### Home > APCALC > Chapter 1 > Lesson 1.2.2 > Problem1-40

1-40.

State the domain for each of the functions below.

1. $f(x) =\frac { x } { x ^ { 2 } + 1 }$

$0$ is excluded from the denominator of a fraction because division by $0$ would make the fraction undefined. What value of $x$, if any, would make the denominator $x^2 + 1 = 0$?

1. $g(x) =\frac { 1 } { x } - \frac { x } { x + 1 }$

Consider the domain of each part of the subtraction problem separately.

$\frac{1}{x}$ has a domain of $x\not= 0$ while $\frac {x}{x+1}$ has a domain of $x\not=-1$.

Since $g(x)$ is the difference between $\frac{1}{x}$ and $\frac {x}{x+1}$, both excluded values must be excluded from $g(x)$.

1. $h(x)=\sqrt{x^2-9}$

Typically, a square root function has a domain of $x ≥ 0$, but in this case, $x$ is squared... meaning both positive or negative values will yield positive outputs.

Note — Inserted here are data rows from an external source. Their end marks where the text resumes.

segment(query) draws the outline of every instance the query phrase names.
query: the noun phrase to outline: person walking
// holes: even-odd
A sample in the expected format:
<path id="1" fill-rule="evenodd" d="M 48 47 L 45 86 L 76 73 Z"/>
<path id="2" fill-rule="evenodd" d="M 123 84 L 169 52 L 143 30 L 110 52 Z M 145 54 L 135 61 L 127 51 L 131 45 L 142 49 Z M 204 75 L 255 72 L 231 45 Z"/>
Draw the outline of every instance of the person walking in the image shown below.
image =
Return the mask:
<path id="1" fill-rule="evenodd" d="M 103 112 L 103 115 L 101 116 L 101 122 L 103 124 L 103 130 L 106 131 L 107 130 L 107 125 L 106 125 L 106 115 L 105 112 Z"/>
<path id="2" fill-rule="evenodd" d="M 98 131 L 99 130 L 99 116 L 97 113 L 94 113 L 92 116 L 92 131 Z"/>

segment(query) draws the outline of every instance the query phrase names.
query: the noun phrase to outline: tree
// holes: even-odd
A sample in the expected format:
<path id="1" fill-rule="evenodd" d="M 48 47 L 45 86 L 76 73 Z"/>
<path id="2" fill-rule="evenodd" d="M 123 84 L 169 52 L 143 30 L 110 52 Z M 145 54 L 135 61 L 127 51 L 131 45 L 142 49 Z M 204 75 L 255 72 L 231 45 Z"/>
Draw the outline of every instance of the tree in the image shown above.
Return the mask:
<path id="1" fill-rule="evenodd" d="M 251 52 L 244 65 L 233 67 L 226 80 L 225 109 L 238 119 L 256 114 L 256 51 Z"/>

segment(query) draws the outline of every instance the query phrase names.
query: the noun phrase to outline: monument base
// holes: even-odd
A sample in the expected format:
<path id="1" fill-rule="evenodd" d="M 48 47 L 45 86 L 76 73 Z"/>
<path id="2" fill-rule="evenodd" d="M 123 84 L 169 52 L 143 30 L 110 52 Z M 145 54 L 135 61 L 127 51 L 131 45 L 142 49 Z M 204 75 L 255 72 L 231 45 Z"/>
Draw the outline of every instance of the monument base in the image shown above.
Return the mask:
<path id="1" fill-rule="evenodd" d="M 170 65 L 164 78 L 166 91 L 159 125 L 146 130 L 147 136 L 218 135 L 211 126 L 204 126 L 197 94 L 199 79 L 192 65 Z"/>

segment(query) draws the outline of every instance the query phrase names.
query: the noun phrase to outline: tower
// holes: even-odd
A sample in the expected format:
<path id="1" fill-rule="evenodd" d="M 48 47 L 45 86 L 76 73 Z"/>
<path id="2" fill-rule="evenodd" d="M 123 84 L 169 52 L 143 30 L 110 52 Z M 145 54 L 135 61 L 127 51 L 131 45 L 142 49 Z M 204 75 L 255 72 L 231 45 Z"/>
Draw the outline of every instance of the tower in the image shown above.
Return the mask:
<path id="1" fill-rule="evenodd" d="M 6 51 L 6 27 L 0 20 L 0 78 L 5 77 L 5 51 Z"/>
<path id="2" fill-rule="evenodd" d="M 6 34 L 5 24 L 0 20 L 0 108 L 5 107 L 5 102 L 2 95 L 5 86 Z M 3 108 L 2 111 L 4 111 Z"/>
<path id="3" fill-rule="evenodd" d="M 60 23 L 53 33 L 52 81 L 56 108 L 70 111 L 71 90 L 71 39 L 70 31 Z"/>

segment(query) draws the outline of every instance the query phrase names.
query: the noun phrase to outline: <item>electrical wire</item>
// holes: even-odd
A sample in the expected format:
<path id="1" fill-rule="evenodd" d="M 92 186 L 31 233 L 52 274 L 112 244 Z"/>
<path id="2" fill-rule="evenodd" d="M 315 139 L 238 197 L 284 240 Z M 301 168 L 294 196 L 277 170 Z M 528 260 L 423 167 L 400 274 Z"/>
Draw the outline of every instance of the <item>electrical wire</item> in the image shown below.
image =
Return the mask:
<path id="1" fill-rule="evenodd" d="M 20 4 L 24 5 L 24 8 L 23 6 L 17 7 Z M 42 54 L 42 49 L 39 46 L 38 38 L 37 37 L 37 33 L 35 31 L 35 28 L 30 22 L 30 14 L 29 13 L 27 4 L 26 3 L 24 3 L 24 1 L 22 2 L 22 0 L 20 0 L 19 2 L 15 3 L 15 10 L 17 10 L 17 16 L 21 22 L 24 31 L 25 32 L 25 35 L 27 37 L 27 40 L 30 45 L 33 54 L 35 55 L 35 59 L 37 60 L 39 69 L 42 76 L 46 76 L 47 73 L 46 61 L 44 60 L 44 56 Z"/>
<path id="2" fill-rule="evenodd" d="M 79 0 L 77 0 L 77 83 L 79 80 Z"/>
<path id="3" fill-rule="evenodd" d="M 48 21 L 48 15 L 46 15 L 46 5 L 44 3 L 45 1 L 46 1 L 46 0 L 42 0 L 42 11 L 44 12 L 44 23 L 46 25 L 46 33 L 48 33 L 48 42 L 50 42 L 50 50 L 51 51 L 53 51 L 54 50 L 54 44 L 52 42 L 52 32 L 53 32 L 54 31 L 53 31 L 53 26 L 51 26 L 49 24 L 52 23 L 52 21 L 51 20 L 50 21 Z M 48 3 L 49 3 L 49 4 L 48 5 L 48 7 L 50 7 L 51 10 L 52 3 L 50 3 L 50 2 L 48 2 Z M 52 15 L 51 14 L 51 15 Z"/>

However, do not neglect to consider the $− 9$. What values of $x$, both positive and negative, will make $x^2 − 9 > 0$?

$x ≤ − 3 \cup x ≥ 3$

1. $k(x)=\frac{\log\left(x-3\right)}{\sqrt{x+4}}$

Consider the domain of the numerator and the domain of the denominator separately.

1. What is the domain of $\log(x − 3)$?

1. What is the domain of $\sqrt{(x+4)}$?

1. What value is excluded from the denominator of all fractions?

1. Now combine these results to find the domain of $k(x)$.

1. $x > 3$

2. $x ≥ −4$

3. $x ≠ −4$

4. $x > 3$